André Tranché est alors un jeune producteur de 29 ans qui a beaucoup misé sur Mermoz. Il raconte : « J’ai téléphoné à un ami qui habitait Compiègne et qui avait le bras long. Il a tout arrangé. Je suis parti pour Compiègne accompagné d’André Cottet, le patron des studios des Buttes Chaumont. Mon ami m’avait indiqué le chemin vers le camp de prisonniers. J’ai approché le cul de la camionnette d’enregistrement le long du mur et je suis monté sur le toit. Tout était prévu. Lambert nous attendait de l’autre coté. J’ai déployé la perche au-dessus de l’enceinte et des barbelés avec le micro au bout. Hugues avait 10 ou 12 phrases à dire et il avait le texte en main ; je lui avais fait parvenir par un intermédiaire qui lui avait expliqué que je voulais le faire relâcher. Après l’enregistrement, j’ai dû lancer : Allez, à très bientôt ! »

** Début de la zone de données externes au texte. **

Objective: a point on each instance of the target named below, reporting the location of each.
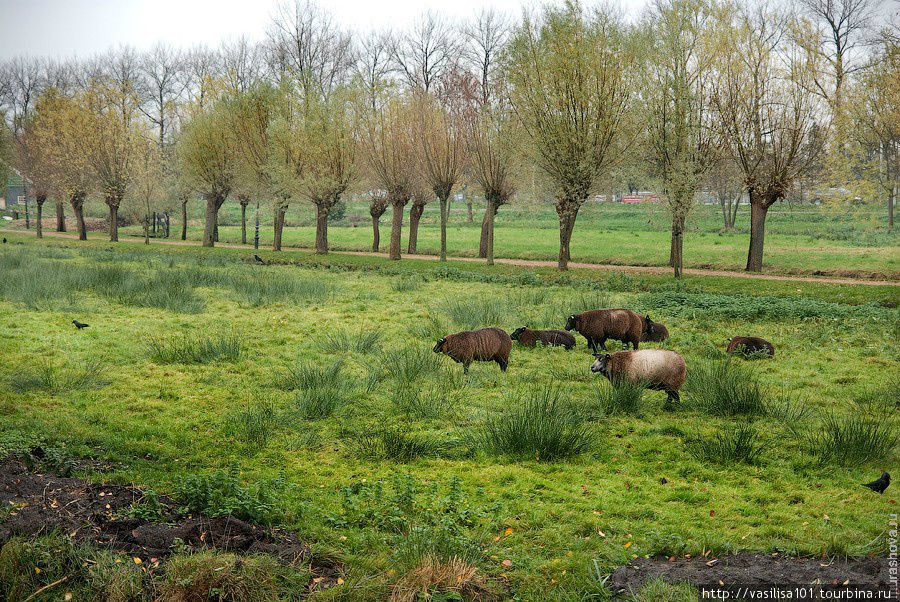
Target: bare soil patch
(752, 569)
(94, 513)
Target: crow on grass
(879, 484)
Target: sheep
(655, 332)
(485, 345)
(748, 345)
(661, 369)
(597, 325)
(529, 337)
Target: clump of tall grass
(396, 444)
(472, 313)
(406, 283)
(734, 444)
(267, 288)
(722, 388)
(201, 350)
(47, 376)
(343, 340)
(322, 389)
(543, 426)
(620, 398)
(852, 440)
(253, 424)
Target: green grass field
(315, 378)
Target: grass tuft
(542, 427)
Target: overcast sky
(64, 28)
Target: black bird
(879, 484)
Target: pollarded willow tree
(568, 71)
(60, 125)
(112, 143)
(443, 161)
(207, 159)
(678, 71)
(767, 116)
(491, 153)
(391, 149)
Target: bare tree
(425, 53)
(486, 36)
(568, 74)
(677, 98)
(767, 115)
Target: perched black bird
(879, 484)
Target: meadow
(312, 380)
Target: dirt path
(536, 263)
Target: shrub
(622, 397)
(852, 440)
(543, 427)
(733, 444)
(214, 575)
(343, 340)
(187, 350)
(722, 388)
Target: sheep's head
(601, 361)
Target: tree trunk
(113, 221)
(256, 233)
(212, 216)
(184, 219)
(568, 211)
(487, 227)
(415, 214)
(244, 221)
(77, 203)
(396, 227)
(322, 229)
(60, 217)
(445, 211)
(678, 245)
(376, 235)
(39, 225)
(279, 227)
(489, 214)
(758, 210)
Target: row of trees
(702, 93)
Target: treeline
(697, 95)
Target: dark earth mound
(43, 503)
(752, 569)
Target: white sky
(65, 28)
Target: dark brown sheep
(654, 332)
(485, 345)
(529, 337)
(597, 325)
(748, 345)
(661, 369)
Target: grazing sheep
(661, 369)
(748, 345)
(597, 325)
(529, 337)
(485, 345)
(655, 332)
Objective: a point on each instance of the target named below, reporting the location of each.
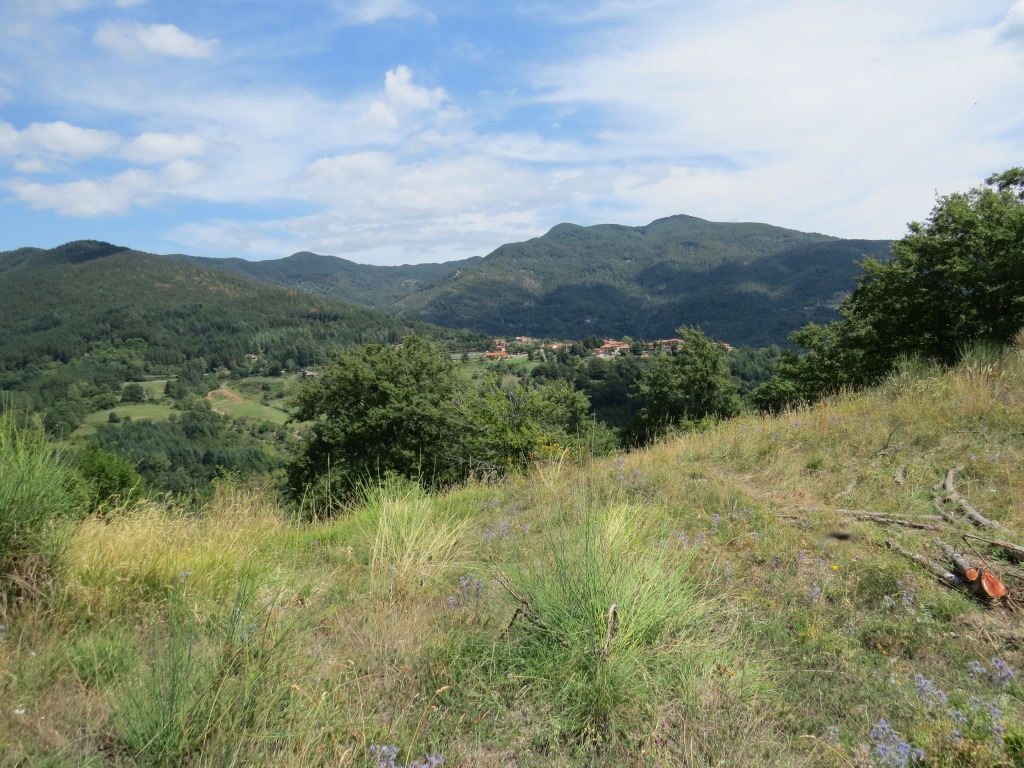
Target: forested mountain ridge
(744, 283)
(55, 303)
(336, 278)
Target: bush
(37, 487)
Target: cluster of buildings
(610, 347)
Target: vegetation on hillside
(406, 411)
(704, 601)
(953, 281)
(336, 278)
(79, 321)
(747, 284)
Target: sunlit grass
(686, 604)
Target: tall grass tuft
(410, 539)
(38, 487)
(218, 696)
(600, 606)
(138, 555)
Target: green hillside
(78, 321)
(724, 598)
(54, 303)
(747, 284)
(337, 278)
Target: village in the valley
(524, 346)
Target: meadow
(718, 599)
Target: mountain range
(745, 283)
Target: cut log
(884, 519)
(1016, 551)
(947, 578)
(991, 587)
(984, 584)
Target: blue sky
(400, 131)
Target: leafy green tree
(685, 388)
(133, 392)
(955, 280)
(109, 476)
(507, 422)
(378, 410)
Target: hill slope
(747, 284)
(54, 303)
(708, 601)
(339, 279)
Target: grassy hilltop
(700, 602)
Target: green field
(229, 401)
(476, 365)
(135, 411)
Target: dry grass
(132, 557)
(801, 642)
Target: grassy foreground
(699, 603)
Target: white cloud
(372, 11)
(87, 198)
(1012, 28)
(162, 39)
(401, 99)
(163, 147)
(35, 165)
(114, 196)
(798, 115)
(57, 138)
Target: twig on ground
(949, 486)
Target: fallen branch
(524, 609)
(947, 578)
(949, 485)
(884, 519)
(1016, 551)
(612, 627)
(960, 564)
(982, 584)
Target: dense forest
(79, 321)
(751, 285)
(748, 284)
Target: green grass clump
(609, 615)
(215, 697)
(38, 488)
(686, 604)
(409, 538)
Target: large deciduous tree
(954, 280)
(684, 388)
(378, 410)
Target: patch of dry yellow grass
(135, 556)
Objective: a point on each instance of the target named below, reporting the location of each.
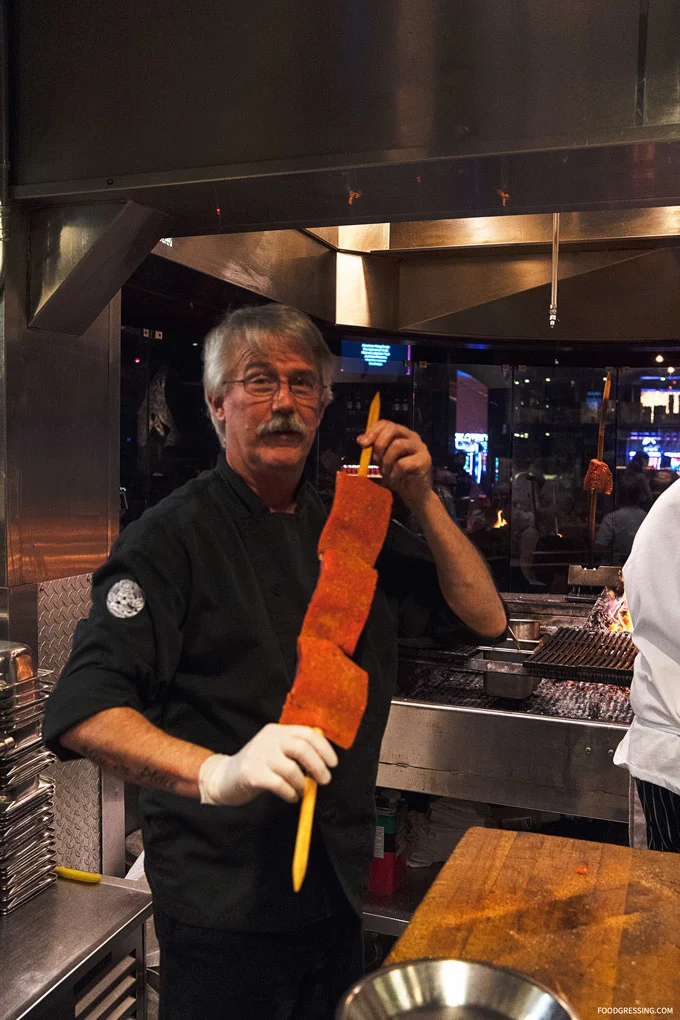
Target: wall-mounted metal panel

En réalité, pas plus Tranché qu’un autre ne fera de démarches pour libérer Lambert. Tranché fait en 1999 cette déclaration ignoble à Marc Epstein de l’Express : « De mon point de vue, le film était terminé. Dans les années 30, un grand producteur américain m’avait donné un conseil : « Mon petit, si vous voulez faire du cinéma, dites-vous bien qu’un acteur, c’est un ouvrier, il est comme le plombier qui vient réparer le robinet. Il doit travailler. Ces gens-là, c’est rien. Ça ne sert à rien d’être copain avec eux. » Je ne l’ai jamais oublié. » On ne saurait mieux dire ! À noter que le sieur Tranché a sévit dans le cinéma jusque dans les années 70 comme scénariste. On lui doit entre autres la version française du Grand silence de Corbucci. Ils avaient obtenu ce qu’ils voulaient : le film était sauvé, peu leur importait le destin de Lambert. Alors que très probablement la moindre démarche un peu appuyée aurait permis de le faire libérer. Le père de l’acteur comptait sur les messieurs du cinéma pour le faire libérer.

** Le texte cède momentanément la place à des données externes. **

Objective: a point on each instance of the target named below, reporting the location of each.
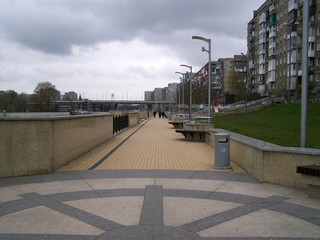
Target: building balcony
(311, 39)
(293, 58)
(272, 52)
(271, 77)
(292, 6)
(272, 33)
(271, 7)
(262, 40)
(272, 65)
(272, 45)
(262, 17)
(311, 53)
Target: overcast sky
(125, 47)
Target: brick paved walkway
(153, 144)
(130, 204)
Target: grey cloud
(55, 26)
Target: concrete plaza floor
(155, 203)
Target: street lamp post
(182, 88)
(207, 40)
(190, 108)
(244, 85)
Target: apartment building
(275, 48)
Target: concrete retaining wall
(41, 145)
(271, 163)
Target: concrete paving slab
(122, 210)
(118, 183)
(42, 220)
(8, 194)
(199, 184)
(258, 190)
(259, 224)
(53, 187)
(179, 211)
(150, 204)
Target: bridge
(106, 105)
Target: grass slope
(278, 124)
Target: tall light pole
(190, 108)
(245, 84)
(304, 84)
(207, 40)
(182, 88)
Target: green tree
(236, 84)
(45, 92)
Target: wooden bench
(177, 124)
(193, 134)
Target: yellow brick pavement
(155, 145)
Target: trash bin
(222, 151)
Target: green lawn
(278, 124)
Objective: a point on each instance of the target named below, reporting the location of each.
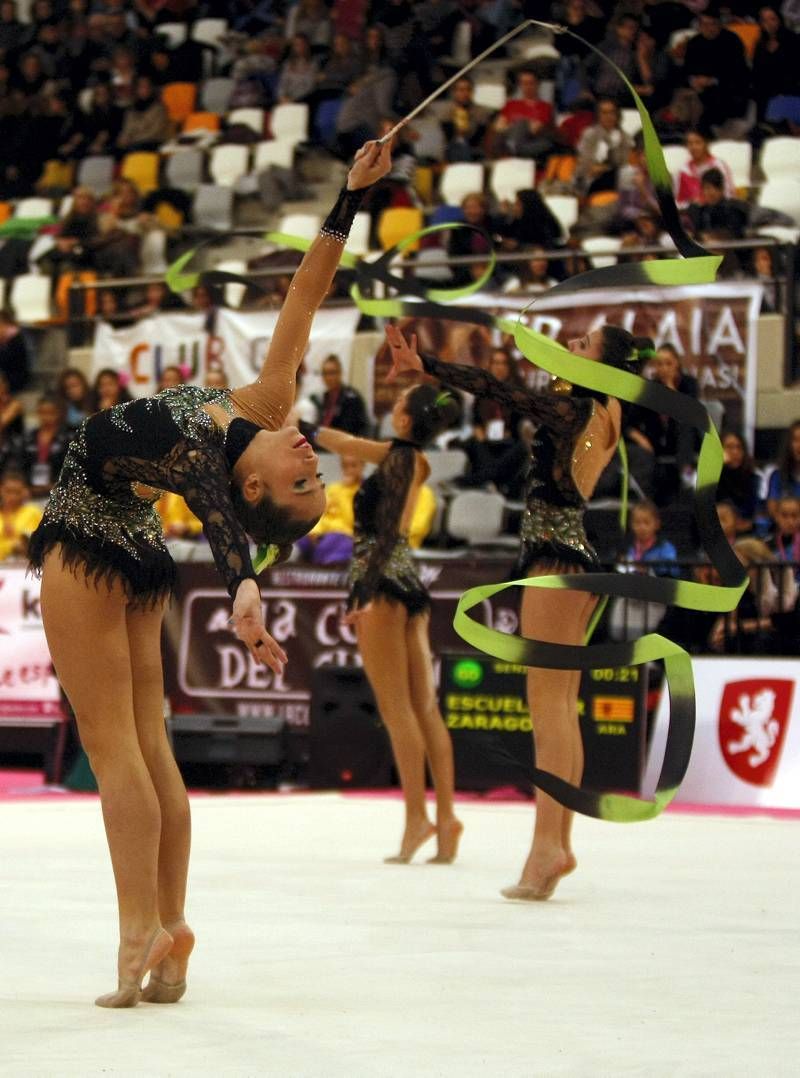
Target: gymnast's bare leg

Le réalisateur, lui aussi, continua de tourner en tout une dizaine de films dont le dernier en 1959 s’intitule Symphonie pour un homme seul, il est peu probable malgré le titre qu’il ait alors songé au malheureux Lambert.

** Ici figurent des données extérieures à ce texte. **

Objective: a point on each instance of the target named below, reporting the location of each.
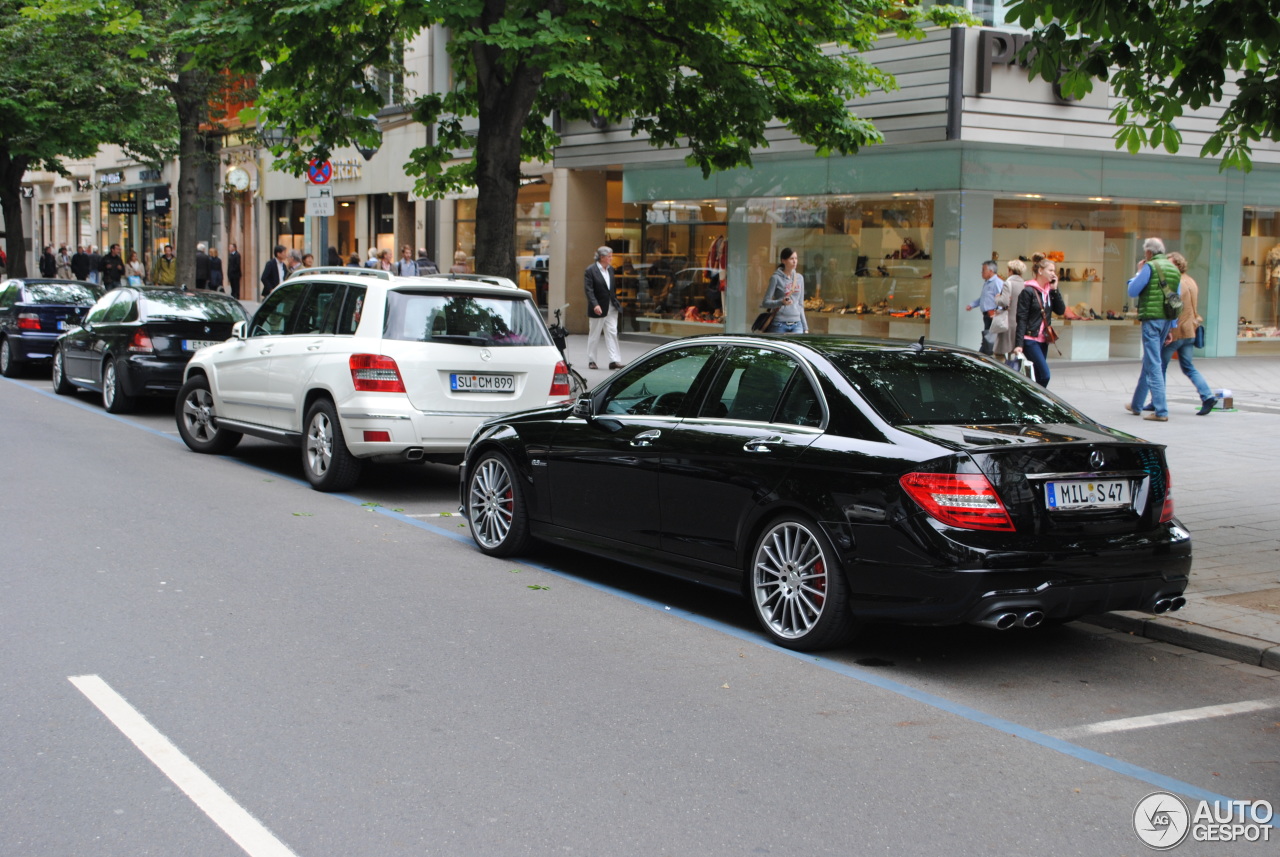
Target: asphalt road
(355, 678)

Le mystère des raisons et des conditions de son arrestation demeure. Il n’est pas certain, comme le dit Tranché, que Lambert ait été raflé dans un bar homosexuel. Une rumeur voudrait qu’il ait eu une liaison avec un officier allemand et qu’il aurait été dénoncé comme homosexuel par un autre officier allemand jaloux de son camarade ! Une chose est certaine : si son arrestation est due probablement indirectement à son homosexualité, celle-ci ne peut pas en être la cause directe et encore moins officielle. Les homosexuels, nombreux dans le monde du spectacle du Paris de l’occupation, n’ont jamais été inquiétés. Dans la distribution même de Mermoz, Jean Marchat qui joue le rôle de Saint-Exupéry vécu toute sa vie avec Marcel Herrand, l’interprète de Lacenaire dans Les Enfants du paradis ; Jean Weber, qui présenta une partie de la soirée de gala à l’Opéra de Paris, fut l’un des premiers acteurs français à évoquer ouvertement, dès 1935, son attirance pour les hommes. Serge Lifar, qui dansa le même soir sur une musique originale d’Arthur Honegger, était l’ancien amant de Serge Diaghilev, le créateur des Ballets russes.